Aerospace Segment Review (refer to sales by market and segment data in accompanying tables)
Sales in the second quarter to the Commercial Transport market increased due to higher sales of cabin electronics products as global demand for passenger power systems continued to be strong. Military sales were up when compared with the prior year's second quarter as volume increased in airframe power, avionics and aircraft lighting sales to this market. Sales to the Business Jet market were down when compared with last year's second quarter as higher avionics sales due to the addition of Max-Viz's enhanced vision systems products were more than offset by lower aircraft lighting and airframe power sales to this market. The increase in second quarter FAA/Airport sales was due to increased volume from the FAA during the quarter.
In the first six months of 2013, sales to the Commercial Transport market increased primarily on higher demand for Cabin Electronics products, as well as increased sales of aircraft lighting. Military sales in the first six months were up compared with last year primarily as a result of higher sales of avionics, aircraft lighting and airframe power products. Sales to the Business Jet market were up slightly when compared with the first six months of last year as avionics products sales increased due to the addition of Max-Viz.
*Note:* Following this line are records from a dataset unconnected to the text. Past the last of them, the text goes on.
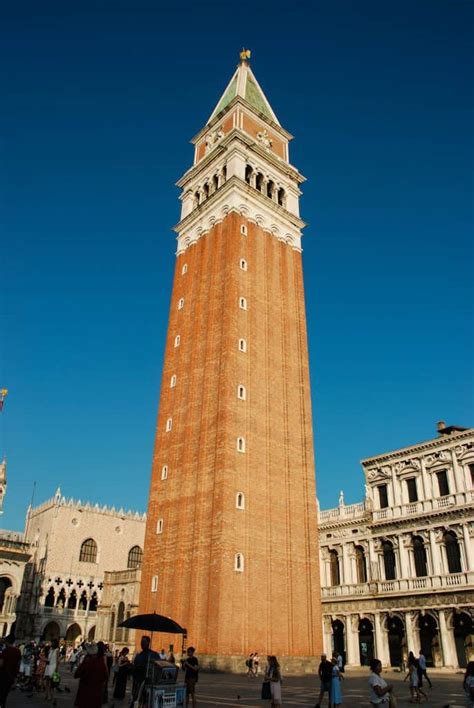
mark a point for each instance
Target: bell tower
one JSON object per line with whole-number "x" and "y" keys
{"x": 231, "y": 548}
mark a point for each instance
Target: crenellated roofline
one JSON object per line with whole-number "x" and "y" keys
{"x": 266, "y": 155}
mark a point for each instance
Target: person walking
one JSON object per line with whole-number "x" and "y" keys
{"x": 415, "y": 690}
{"x": 468, "y": 685}
{"x": 191, "y": 676}
{"x": 380, "y": 690}
{"x": 422, "y": 669}
{"x": 140, "y": 665}
{"x": 10, "y": 659}
{"x": 336, "y": 679}
{"x": 256, "y": 664}
{"x": 51, "y": 668}
{"x": 325, "y": 677}
{"x": 121, "y": 673}
{"x": 249, "y": 665}
{"x": 273, "y": 675}
{"x": 92, "y": 675}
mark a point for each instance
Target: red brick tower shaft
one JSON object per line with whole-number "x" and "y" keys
{"x": 231, "y": 548}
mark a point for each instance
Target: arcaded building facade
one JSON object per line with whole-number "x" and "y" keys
{"x": 72, "y": 546}
{"x": 231, "y": 547}
{"x": 398, "y": 567}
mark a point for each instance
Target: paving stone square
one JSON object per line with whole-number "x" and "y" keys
{"x": 238, "y": 690}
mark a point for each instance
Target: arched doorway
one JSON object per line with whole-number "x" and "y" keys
{"x": 51, "y": 631}
{"x": 463, "y": 629}
{"x": 366, "y": 641}
{"x": 49, "y": 599}
{"x": 73, "y": 632}
{"x": 120, "y": 619}
{"x": 396, "y": 633}
{"x": 5, "y": 584}
{"x": 338, "y": 643}
{"x": 428, "y": 637}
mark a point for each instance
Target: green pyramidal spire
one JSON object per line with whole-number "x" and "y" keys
{"x": 244, "y": 84}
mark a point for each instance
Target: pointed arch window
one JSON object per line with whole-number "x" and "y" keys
{"x": 453, "y": 552}
{"x": 389, "y": 560}
{"x": 334, "y": 567}
{"x": 135, "y": 556}
{"x": 419, "y": 554}
{"x": 361, "y": 564}
{"x": 88, "y": 552}
{"x": 49, "y": 599}
{"x": 239, "y": 562}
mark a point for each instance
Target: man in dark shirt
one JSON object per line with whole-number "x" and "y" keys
{"x": 325, "y": 676}
{"x": 140, "y": 665}
{"x": 191, "y": 667}
{"x": 9, "y": 664}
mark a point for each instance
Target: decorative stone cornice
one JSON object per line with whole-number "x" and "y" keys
{"x": 444, "y": 442}
{"x": 238, "y": 197}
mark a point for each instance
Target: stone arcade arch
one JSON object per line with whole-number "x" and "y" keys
{"x": 366, "y": 641}
{"x": 5, "y": 585}
{"x": 50, "y": 631}
{"x": 338, "y": 638}
{"x": 429, "y": 638}
{"x": 73, "y": 633}
{"x": 396, "y": 639}
{"x": 463, "y": 637}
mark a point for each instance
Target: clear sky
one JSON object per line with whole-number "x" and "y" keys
{"x": 98, "y": 103}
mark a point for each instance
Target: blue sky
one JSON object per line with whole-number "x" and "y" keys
{"x": 99, "y": 101}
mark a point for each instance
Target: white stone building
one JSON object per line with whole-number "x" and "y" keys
{"x": 73, "y": 545}
{"x": 398, "y": 568}
{"x": 120, "y": 598}
{"x": 14, "y": 556}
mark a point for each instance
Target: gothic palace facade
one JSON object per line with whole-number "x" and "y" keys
{"x": 398, "y": 568}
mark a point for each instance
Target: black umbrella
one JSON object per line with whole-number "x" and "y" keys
{"x": 153, "y": 623}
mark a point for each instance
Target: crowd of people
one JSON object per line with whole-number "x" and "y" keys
{"x": 103, "y": 675}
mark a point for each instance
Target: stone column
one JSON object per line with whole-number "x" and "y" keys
{"x": 352, "y": 640}
{"x": 380, "y": 640}
{"x": 458, "y": 473}
{"x": 426, "y": 482}
{"x": 346, "y": 564}
{"x": 435, "y": 554}
{"x": 412, "y": 643}
{"x": 446, "y": 638}
{"x": 404, "y": 569}
{"x": 327, "y": 635}
{"x": 396, "y": 489}
{"x": 468, "y": 551}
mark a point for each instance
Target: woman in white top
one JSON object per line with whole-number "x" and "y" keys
{"x": 379, "y": 689}
{"x": 51, "y": 668}
{"x": 468, "y": 685}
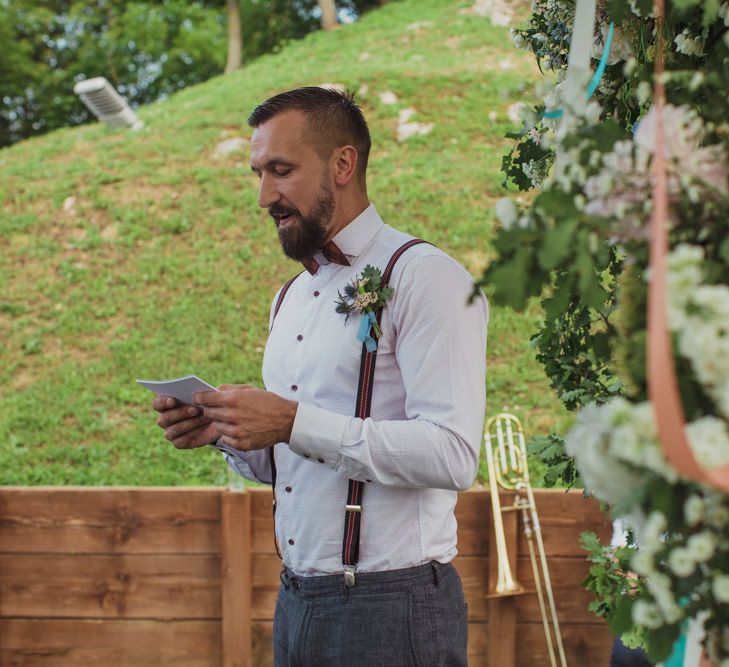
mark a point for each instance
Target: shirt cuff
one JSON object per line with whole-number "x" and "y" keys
{"x": 318, "y": 434}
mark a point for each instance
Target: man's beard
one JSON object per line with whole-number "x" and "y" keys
{"x": 302, "y": 238}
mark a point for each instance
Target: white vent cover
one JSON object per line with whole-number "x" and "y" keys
{"x": 106, "y": 104}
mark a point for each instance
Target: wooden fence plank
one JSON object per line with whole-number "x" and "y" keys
{"x": 502, "y": 610}
{"x": 85, "y": 643}
{"x": 584, "y": 645}
{"x": 236, "y": 580}
{"x": 110, "y": 586}
{"x": 109, "y": 520}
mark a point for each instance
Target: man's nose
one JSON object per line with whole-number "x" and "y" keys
{"x": 267, "y": 192}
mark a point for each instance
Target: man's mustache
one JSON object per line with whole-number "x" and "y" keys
{"x": 281, "y": 211}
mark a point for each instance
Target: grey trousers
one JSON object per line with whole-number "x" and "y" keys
{"x": 399, "y": 618}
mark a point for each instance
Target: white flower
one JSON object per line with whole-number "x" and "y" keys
{"x": 646, "y": 614}
{"x": 681, "y": 562}
{"x": 659, "y": 586}
{"x": 702, "y": 546}
{"x": 642, "y": 563}
{"x": 718, "y": 515}
{"x": 709, "y": 439}
{"x": 724, "y": 13}
{"x": 720, "y": 587}
{"x": 588, "y": 443}
{"x": 517, "y": 39}
{"x": 693, "y": 510}
{"x": 506, "y": 212}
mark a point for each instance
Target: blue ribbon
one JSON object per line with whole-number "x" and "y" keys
{"x": 596, "y": 77}
{"x": 365, "y": 325}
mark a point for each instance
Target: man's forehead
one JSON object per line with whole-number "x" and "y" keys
{"x": 282, "y": 135}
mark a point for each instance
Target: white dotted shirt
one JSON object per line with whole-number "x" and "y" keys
{"x": 421, "y": 444}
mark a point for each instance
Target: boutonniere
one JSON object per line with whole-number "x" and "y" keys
{"x": 365, "y": 295}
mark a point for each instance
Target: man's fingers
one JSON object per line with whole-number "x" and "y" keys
{"x": 185, "y": 427}
{"x": 163, "y": 403}
{"x": 210, "y": 398}
{"x": 169, "y": 417}
{"x": 189, "y": 440}
{"x": 221, "y": 415}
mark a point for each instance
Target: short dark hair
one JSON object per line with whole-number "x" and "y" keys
{"x": 333, "y": 117}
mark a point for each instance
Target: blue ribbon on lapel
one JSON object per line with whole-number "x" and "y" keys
{"x": 363, "y": 334}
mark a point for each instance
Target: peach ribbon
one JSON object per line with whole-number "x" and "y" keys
{"x": 662, "y": 382}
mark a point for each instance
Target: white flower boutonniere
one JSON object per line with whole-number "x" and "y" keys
{"x": 365, "y": 295}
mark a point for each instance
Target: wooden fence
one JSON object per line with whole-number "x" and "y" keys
{"x": 189, "y": 576}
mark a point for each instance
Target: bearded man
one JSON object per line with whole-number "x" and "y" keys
{"x": 366, "y": 459}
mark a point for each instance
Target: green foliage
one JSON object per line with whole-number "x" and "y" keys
{"x": 147, "y": 49}
{"x": 606, "y": 579}
{"x": 560, "y": 468}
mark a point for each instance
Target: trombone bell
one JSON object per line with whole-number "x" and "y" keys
{"x": 507, "y": 465}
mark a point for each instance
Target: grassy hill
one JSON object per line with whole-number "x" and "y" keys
{"x": 164, "y": 265}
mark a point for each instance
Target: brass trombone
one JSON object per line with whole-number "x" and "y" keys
{"x": 507, "y": 464}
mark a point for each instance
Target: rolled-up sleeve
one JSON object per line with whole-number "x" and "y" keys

This was partially offset by lower aircraft lighting and airframe power sales. FAA/Airport sales in the first six months were higher as compared with last year from increased volume.
Aerospace operating profit for the second quarter of 2013 was $11.4 million, or 16.7% of sales, compared with $10.9 million, or 17.5% of sales, in the same period last year. Leverage from higher sales was offset by increased E&D and compensation costs. Higher SG&A expense reflects incremental SG&A of $0.6 million in the quarter from Max-Viz which was acquired in July 2012.
Year-to-date 2013 Aerospace operating profit was $25.7 million, or 18.3% of sales, compared with $22.8 million, or 18.3% of sales, in the same period last year. The increase in the operating profit was due to leverage from the increased sales volume partially offset by increased E&D costs and increased legal and compensation costs. Higher SG&A expense was primarily due to the July 2012 acquisition of Max-Viz, which incrementally added $1.2 million to SG&A in the first six months of 2013.
Bookings during the second quarter and first half of 2013 were $65.7 million and $141.1 million, respectively, compared with bookings of $75.7 million and $134.2 million in the second quarter and year-to-date periods of 2012, respectively. Backlog at the end of the second quarter was $111.7 million.